Pour plusieurs observateurs, cette position soulève un débat sur la compétence de la Cour de cassation à juger un ancien membre du Gouvernement. Mais, selon l’avocat Christian Chérifien Kenny, cet argument ne remet nullement en cause la procédure engagée contre l’ancien ministre.
D’après ce juriste, la qualité de justiciable devant la Cour de cassation est déterminée par les fonctions exercées au moment où les faits reprochés auraient été commis, et non par celles occupées au moment du procès. Il rappelle que l’article 173 de la loi portant procédure devant la Cour de cassation prévoit que les membres du Gouvernement, à l’exception du Premier ministre, ainsi que d’autres hauts responsables de l’État, relèvent de la compétence de cette juridiction pour les infractions commises dans l’exercice de leurs fonctions.

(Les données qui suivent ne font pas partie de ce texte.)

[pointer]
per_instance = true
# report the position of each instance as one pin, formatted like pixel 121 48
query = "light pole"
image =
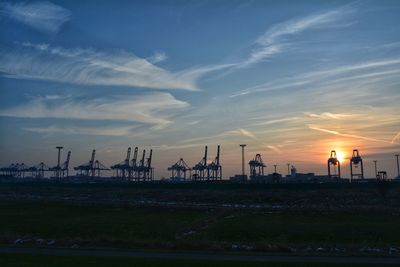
pixel 243 177
pixel 58 161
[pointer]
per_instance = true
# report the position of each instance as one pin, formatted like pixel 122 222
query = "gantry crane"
pixel 122 169
pixel 179 170
pixel 333 163
pixel 214 169
pixel 256 167
pixel 355 162
pixel 200 169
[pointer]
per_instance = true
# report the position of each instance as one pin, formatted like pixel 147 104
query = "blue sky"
pixel 291 79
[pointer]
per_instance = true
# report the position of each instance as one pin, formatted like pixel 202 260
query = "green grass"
pixel 27 260
pixel 102 223
pixel 125 226
pixel 307 228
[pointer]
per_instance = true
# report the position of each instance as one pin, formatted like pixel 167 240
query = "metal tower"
pixel 256 167
pixel 87 169
pixel 355 162
pixel 200 168
pixel 179 170
pixel 122 169
pixel 214 169
pixel 333 163
pixel 57 170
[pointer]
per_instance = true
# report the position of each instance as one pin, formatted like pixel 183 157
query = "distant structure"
pixel 61 171
pixel 256 167
pixel 145 172
pixel 208 172
pixel 356 162
pixel 381 176
pixel 214 169
pixel 38 171
pixel 244 177
pixel 179 171
pixel 58 167
pixel 92 168
pixel 333 163
pixel 123 169
pixel 200 169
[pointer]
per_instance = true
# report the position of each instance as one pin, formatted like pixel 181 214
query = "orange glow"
pixel 341 156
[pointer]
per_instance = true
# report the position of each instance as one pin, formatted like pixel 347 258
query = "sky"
pixel 290 79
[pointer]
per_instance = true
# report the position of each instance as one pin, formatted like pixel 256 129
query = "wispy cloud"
pixel 157 57
pixel 150 108
pixel 91 67
pixel 102 130
pixel 397 136
pixel 312 127
pixel 338 75
pixel 276 39
pixel 329 115
pixel 42 16
pixel 274 148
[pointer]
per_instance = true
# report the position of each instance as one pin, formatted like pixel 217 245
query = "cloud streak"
pixel 42 16
pixel 275 39
pixel 98 131
pixel 91 67
pixel 149 109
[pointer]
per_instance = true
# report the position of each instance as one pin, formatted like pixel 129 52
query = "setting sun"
pixel 340 155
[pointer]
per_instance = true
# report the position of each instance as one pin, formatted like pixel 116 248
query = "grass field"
pixel 126 226
pixel 27 260
pixel 338 218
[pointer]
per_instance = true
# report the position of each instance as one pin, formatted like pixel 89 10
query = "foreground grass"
pixel 138 227
pixel 27 260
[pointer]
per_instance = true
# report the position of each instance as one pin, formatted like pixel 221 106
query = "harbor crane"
pixel 123 168
pixel 179 170
pixel 200 169
pixel 256 167
pixel 356 163
pixel 333 163
pixel 214 169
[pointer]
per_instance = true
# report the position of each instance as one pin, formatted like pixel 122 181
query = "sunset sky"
pixel 291 79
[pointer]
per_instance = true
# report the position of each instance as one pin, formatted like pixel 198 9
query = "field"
pixel 324 220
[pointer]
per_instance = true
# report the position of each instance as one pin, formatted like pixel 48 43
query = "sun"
pixel 340 155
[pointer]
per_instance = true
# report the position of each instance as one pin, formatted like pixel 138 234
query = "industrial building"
pixel 141 170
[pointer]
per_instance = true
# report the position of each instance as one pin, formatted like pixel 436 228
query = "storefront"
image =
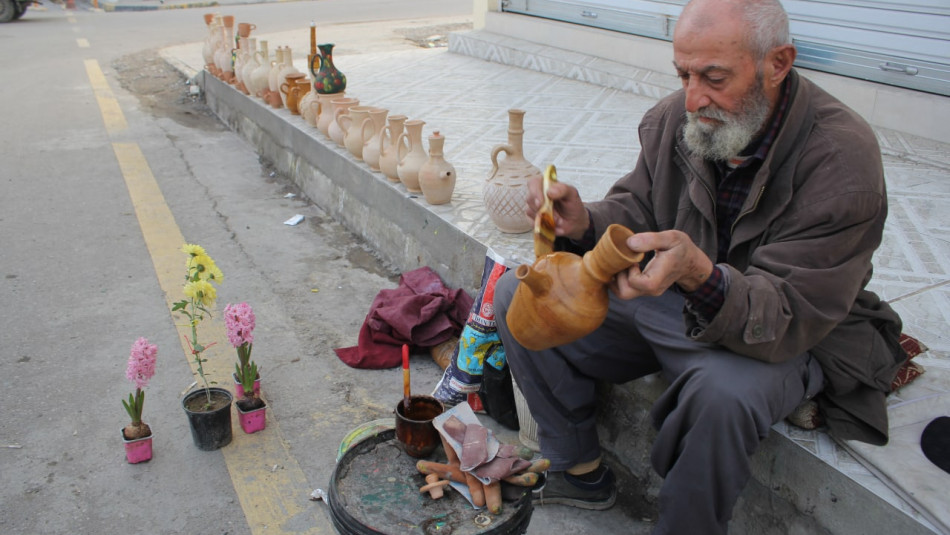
pixel 904 44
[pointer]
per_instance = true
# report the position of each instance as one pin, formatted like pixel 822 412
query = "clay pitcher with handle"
pixel 388 147
pixel 563 296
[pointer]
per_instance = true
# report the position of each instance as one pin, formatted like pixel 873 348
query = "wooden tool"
pixel 544 220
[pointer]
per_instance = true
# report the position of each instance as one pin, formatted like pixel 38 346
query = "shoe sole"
pixel 574 502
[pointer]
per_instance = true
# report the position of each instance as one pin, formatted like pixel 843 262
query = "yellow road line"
pixel 112 114
pixel 269 483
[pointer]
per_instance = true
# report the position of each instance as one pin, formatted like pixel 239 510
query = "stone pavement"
pixel 582 115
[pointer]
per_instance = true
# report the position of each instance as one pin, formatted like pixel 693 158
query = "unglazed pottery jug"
pixel 258 77
pixel 288 68
pixel 377 121
pixel 352 125
pixel 388 146
pixel 437 176
pixel 411 155
pixel 341 107
pixel 273 86
pixel 323 109
pixel 327 79
pixel 506 191
pixel 563 297
pixel 292 91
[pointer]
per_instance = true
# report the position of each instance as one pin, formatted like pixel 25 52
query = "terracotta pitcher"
pixel 563 297
pixel 258 76
pixel 506 191
pixel 388 147
pixel 292 91
pixel 411 155
pixel 437 176
pixel 352 125
pixel 377 122
pixel 323 109
pixel 341 107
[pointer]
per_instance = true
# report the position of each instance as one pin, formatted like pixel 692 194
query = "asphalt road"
pixel 78 284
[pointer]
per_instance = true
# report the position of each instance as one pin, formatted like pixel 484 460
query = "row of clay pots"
pixel 391 145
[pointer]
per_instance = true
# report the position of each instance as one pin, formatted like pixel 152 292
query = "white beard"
pixel 733 133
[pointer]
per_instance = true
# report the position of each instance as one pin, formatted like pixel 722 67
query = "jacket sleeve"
pixel 806 268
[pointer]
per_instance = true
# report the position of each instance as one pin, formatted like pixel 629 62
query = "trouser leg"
pixel 559 384
pixel 718 408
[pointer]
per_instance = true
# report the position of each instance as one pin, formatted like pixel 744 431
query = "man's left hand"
pixel 677 261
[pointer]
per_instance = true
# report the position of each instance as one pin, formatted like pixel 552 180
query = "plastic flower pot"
pixel 253 420
pixel 239 388
pixel 137 450
pixel 210 426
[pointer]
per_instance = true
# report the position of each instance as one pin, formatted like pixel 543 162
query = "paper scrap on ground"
pixel 294 220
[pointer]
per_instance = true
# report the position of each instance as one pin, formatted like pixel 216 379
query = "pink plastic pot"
pixel 138 450
pixel 253 421
pixel 239 388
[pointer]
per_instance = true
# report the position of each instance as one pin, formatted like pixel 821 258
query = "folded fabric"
pixel 421 312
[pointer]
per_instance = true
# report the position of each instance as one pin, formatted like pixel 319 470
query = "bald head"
pixel 761 25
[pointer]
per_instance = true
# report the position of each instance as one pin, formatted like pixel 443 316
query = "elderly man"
pixel 760 200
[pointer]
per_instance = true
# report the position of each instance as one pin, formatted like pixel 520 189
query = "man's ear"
pixel 778 63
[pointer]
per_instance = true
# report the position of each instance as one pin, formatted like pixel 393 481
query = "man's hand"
pixel 570 215
pixel 677 261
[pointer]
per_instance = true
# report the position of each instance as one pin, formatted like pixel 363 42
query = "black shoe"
pixel 596 491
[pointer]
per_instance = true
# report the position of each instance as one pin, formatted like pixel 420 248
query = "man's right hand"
pixel 570 216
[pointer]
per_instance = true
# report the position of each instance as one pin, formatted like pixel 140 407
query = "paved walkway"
pixel 589 132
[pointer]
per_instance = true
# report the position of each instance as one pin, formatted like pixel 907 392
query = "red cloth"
pixel 420 312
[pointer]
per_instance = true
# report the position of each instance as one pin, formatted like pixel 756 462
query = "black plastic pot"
pixel 210 429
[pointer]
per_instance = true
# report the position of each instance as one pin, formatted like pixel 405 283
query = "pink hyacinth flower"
pixel 239 321
pixel 141 365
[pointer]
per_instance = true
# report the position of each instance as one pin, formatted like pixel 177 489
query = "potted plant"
pixel 208 409
pixel 138 435
pixel 239 321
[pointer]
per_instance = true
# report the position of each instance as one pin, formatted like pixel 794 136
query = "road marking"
pixel 270 485
pixel 109 108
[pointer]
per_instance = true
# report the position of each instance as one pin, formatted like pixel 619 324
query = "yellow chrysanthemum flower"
pixel 201 291
pixel 214 274
pixel 192 249
pixel 199 264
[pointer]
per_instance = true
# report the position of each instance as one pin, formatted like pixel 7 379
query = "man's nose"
pixel 696 96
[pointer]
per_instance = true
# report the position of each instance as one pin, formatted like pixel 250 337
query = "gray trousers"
pixel 717 409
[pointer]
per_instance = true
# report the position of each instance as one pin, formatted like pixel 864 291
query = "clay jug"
pixel 411 155
pixel 259 75
pixel 272 85
pixel 214 23
pixel 352 125
pixel 341 106
pixel 245 28
pixel 327 79
pixel 290 91
pixel 563 296
pixel 377 121
pixel 506 191
pixel 288 68
pixel 388 147
pixel 306 105
pixel 323 109
pixel 437 176
pixel 249 63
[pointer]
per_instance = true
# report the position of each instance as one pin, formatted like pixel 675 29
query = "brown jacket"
pixel 801 248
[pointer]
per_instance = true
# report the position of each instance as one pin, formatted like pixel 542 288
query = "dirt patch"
pixel 163 91
pixel 432 36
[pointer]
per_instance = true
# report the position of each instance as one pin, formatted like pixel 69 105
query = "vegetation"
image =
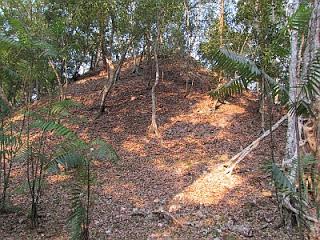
pixel 270 49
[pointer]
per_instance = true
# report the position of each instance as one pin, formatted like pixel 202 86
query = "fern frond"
pixel 68 160
pixel 247 72
pixel 53 126
pixel 61 107
pixel 300 19
pixel 102 150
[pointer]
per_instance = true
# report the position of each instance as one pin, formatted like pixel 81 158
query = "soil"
pixel 169 188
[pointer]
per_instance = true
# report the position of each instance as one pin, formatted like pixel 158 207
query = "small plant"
pixel 10 142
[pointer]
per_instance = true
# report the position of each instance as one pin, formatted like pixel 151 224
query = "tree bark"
pixel 5 99
pixel 291 145
pixel 59 80
pixel 154 126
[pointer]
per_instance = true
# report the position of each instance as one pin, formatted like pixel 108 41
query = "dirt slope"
pixel 170 190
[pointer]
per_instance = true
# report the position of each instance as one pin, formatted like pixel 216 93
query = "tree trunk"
pixel 113 75
pixel 291 145
pixel 5 99
pixel 154 126
pixel 59 80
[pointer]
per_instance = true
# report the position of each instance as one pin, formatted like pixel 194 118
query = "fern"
pixel 102 150
pixel 53 126
pixel 300 19
pixel 247 72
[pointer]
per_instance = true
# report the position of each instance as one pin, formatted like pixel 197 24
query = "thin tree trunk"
pixel 291 145
pixel 4 98
pixel 154 126
pixel 59 80
pixel 114 73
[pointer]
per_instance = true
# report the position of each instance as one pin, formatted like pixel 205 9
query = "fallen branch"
pixel 241 155
pixel 287 204
pixel 168 216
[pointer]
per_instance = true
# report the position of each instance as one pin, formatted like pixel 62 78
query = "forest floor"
pixel 170 189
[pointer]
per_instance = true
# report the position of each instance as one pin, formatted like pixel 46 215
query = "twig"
pixel 241 155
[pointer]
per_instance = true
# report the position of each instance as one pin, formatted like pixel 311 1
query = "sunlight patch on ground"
pixel 209 189
pixel 134 147
pixel 179 167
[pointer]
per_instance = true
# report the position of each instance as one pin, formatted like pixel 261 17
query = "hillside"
pixel 170 189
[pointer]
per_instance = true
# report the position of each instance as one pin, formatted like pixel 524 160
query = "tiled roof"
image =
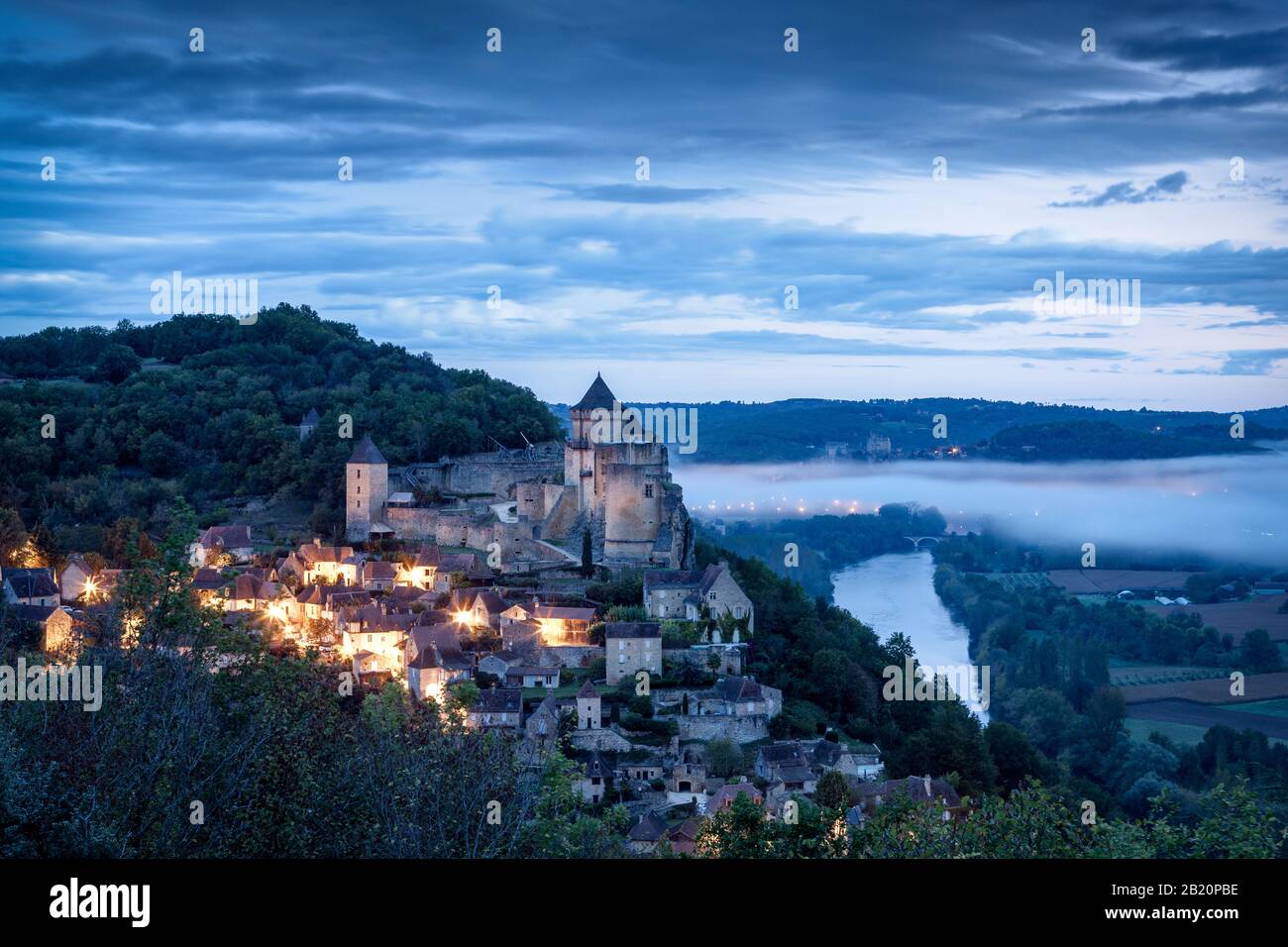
pixel 366 453
pixel 226 538
pixel 632 629
pixel 596 395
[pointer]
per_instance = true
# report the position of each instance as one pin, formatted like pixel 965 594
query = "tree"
pixel 832 791
pixel 116 364
pixel 13 538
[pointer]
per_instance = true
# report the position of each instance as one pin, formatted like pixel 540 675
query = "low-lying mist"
pixel 1225 506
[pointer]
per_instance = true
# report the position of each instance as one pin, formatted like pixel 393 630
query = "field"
pixel 1016 581
pixel 1236 617
pixel 1198 716
pixel 1127 674
pixel 1180 733
pixel 1257 686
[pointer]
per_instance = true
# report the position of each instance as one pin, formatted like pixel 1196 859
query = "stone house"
pixel 423 570
pixel 734 696
pixel 780 757
pixel 590 712
pixel 724 795
pixel 524 676
pixel 918 789
pixel 484 608
pixel 30 586
pixel 497 707
pixel 643 771
pixel 597 780
pixel 825 755
pixel 378 577
pixel 52 624
pixel 684 838
pixel 77 577
pixel 321 565
pixel 558 624
pixel 645 834
pixel 460 564
pixel 500 663
pixel 434 661
pixel 541 728
pixel 309 423
pixel 684 592
pixel 520 637
pixel 223 540
pixel 631 647
pixel 688 783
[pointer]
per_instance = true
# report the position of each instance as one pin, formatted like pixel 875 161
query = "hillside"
pixel 205 406
pixel 799 428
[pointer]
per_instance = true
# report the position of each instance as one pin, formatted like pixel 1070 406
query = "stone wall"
pixel 600 740
pixel 741 729
pixel 412 522
pixel 493 474
pixel 568 655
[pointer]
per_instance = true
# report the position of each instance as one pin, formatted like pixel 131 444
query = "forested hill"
pixel 205 406
pixel 800 428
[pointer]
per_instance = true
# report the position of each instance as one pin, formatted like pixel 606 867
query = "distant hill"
pixel 799 428
pixel 206 406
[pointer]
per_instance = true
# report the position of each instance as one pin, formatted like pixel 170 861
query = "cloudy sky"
pixel 767 169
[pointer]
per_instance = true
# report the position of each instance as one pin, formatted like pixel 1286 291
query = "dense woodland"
pixel 799 428
pixel 283 762
pixel 205 407
pixel 827 544
pixel 286 763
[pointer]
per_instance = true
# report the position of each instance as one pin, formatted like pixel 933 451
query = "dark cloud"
pixel 1126 192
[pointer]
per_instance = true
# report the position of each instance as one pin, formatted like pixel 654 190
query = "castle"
pixel 535 501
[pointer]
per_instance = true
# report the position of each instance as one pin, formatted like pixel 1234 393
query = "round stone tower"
pixel 580 471
pixel 366 488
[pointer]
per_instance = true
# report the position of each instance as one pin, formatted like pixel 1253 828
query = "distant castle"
pixel 621 491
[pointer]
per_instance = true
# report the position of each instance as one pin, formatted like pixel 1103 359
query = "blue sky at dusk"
pixel 767 169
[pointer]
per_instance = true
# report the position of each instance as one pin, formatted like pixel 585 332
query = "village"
pixel 634 667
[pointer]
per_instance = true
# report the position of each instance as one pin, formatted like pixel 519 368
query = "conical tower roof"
pixel 366 453
pixel 595 395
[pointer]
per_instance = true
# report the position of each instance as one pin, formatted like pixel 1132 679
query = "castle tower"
pixel 366 487
pixel 589 707
pixel 580 472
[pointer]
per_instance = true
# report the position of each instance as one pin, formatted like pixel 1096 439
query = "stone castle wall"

« Constant Mutamba comparaît devant la Cour de cassation non pas comme un citoyen ordinaire, mais en sa qualité d’ancien ministre d’État, ministre de la Justice et Garde des Sceaux. Au moment où les faits qui lui sont reprochés auraient été commis, il était encore en fonction. C’est cette qualité qui fonde la compétence de la Cour de cassation », a expliqué Me Christian Chérifien Kenny.
Au-delà de cette question de compétence, l’attention se porte désormais sur le fond du dossier. La Cour de cassation devra examiner les faits reprochés à Constant Mutamba dans l’affaire FRIVAO avant de se prononcer sur les responsabilités éventuelles de l’ancien ministre. Les prochaines audiences seront déterminantes pour la suite de cette procédure judiciaire, suivie de près par l’opinion publique.